This article is an excerpt from
V. M. GOPAUL
Racism, misogyny, and hate have dominated the headlines of our time. “Where is the love?” you might ask.
Sometimes adversity brings out the best in human beings.
On November 14, 2015, in the dark of night, someone approached the mosque from the east, smashed one of the large side windows, and hurled an accelerant inside.
Kenzu Abdella, a Trent University professor and the president of the Kawartha Muslim Religious Association, got a call about 11:00 p.m. that night from a friend, who said, “The mosque is on fire.”
Abdella raced down the street and within ten minutes arrived at the building. Smoke poured from the mosque. He said loudly to himself, “It is really going to burn down.”
As one can imagine, his heart ached with terror and sadness as the house of worship he cared so much for was engulfed in a destructive flame. The Masjid Al-Salaam Mosque served about one thousand people in and around Peterborough, Ontario, Canada. All Abdella could think of was that the morning and evening prayers and many religious festivities would be no more at this place. What to do next?
The firefighters extinguished the blaze. No one was hurt. The mosque was emptied and the damage assessed.
The next day the insurance adjusters inspected the charred building and estimated the repairs could cost between $80,000 and $100,000.
As the fire was devouring the building, Beth Israel Synagogue president Larry Gillman heard of the bad news while he was at an interfaith dinner with Muslims, Jews, and Christians. He later said, “I was sad, and I wanted to reach out to the Muslim community.”
Immediately, Larry emailed his board with a request to share the synagogue with the Muslim community, knowing that the members would not have a place to pray in the ensuing days and months until the restoration was done. The board’s response was unanimous, immediate, and positive. For two weeks the Jumu’ah prayer (Friday congressional prayer) was held at Beth Israel Synagogue, a first in Canada. Upon reflection of this accommodation, Larry made a profound remark. He said, “There’s been so much bad press between Muslims and Jews, and we hope for a better world. We hope for peace and, in Canada, we’re neighbours.”
Word spread fast in the religious communities of Peterborough. The town rallied to help the Muslim community. In addition to the synagogue, 15 churches offered space for morning and evening prayers. The members of Masjid Al-Salaam chose five churches of varying faiths and accepted the offers.
What about the cost of repairs?
On November 20, a crowdfunding campaign was initiated by private citizens, and within two days, more than $110,000 was raised to rebuild the mosque. Kenzu Abdella reacted, “It has shown us Peterborough is amazing.”
Kenzu Abdella was very touched as a hateful crime turned into something positive. “We’re so grateful to everyone.
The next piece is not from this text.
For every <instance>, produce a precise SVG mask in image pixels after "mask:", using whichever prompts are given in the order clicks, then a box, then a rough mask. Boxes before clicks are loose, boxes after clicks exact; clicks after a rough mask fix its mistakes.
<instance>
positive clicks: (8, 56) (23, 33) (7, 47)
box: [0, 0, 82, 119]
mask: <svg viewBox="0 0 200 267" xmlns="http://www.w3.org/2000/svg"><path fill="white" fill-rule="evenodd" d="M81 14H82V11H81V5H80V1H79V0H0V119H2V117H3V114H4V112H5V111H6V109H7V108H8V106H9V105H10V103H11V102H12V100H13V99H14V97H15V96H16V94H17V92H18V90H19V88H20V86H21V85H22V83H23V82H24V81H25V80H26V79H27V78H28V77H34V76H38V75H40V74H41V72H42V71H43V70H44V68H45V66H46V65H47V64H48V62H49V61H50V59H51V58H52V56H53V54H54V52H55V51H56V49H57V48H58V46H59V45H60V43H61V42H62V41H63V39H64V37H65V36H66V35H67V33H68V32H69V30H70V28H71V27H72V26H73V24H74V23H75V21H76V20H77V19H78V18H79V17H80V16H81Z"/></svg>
It’s not just the financial aspect that really makes us very proud to be Canadian and proud to be a part of the Peterborough community, but the comments we’ve received in support… it’s been great for us.”
On January 17, 2016, Prime Minister Justin Trudeau was in Peterborough, Ontario, where he spoke at a mosque that was damaged by arson the previous November.
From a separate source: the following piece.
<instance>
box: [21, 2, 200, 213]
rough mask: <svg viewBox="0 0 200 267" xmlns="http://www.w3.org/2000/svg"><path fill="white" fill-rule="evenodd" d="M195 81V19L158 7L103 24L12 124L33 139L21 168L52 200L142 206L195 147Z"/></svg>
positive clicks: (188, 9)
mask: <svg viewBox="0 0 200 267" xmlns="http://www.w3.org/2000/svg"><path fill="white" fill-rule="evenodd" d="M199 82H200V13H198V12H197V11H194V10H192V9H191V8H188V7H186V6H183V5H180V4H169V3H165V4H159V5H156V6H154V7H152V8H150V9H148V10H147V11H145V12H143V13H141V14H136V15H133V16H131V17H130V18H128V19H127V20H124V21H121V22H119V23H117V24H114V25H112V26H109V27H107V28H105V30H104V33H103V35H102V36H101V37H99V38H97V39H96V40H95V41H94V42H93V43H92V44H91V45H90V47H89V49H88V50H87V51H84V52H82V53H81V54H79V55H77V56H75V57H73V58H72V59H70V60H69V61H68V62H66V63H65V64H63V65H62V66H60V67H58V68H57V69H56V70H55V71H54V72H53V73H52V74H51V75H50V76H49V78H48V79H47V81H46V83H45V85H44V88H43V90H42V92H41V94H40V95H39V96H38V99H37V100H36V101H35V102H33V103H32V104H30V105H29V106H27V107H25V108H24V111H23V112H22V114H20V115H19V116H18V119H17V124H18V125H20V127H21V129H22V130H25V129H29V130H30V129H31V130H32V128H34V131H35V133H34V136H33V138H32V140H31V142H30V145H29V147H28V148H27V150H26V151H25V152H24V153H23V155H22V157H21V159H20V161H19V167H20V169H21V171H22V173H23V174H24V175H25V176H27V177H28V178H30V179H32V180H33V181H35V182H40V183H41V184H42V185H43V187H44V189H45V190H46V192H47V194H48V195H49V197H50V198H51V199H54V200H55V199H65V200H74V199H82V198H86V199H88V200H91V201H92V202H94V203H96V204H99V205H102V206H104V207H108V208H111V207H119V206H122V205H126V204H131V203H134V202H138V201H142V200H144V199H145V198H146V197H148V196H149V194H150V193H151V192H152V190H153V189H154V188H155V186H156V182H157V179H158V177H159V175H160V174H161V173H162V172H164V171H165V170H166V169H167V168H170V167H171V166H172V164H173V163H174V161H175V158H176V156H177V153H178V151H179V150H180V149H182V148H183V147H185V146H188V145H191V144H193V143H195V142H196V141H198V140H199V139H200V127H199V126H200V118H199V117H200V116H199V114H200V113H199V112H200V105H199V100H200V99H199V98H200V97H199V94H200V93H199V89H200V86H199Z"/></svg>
He toured Masjid Al-Salaam, the city’s only mosque, which reopened in late December after repairs were made, and attended its open house.
On February 3, 2017, many came to show their solidarity with the local Muslim community at the Masjid Al-Salaam, after an attack at another mosque in Quebec City.
At this event, Daryl Bennett, the mayor of Peterborough, declared that the Muslim faith is no different than other religions, but is often feared because of a lack of understanding. He said, “To give some compassion from a community standpoint to a very tragic event. While it occurred in a different province, it certainly affects all Canadians and that’s what we’re here for.”
Almost a hundred years ago, when the world seemed to be primitive in global consciousness compared to now, Abdu’l-Baha said, “Know that God is compassionate towards all; therefore, love all from the depths of your hearts, prefer all religionists before yourselves, be filled with love for every race, and be kind towards the people of all nationalities.” Peterborough is a town I know very well and is also considered to be one of the most conservative places in Canada, yet we find in the hearts of its religious and political leaders, as well as its citizens, the echoes of Abdu’l-Baha’s sentiments.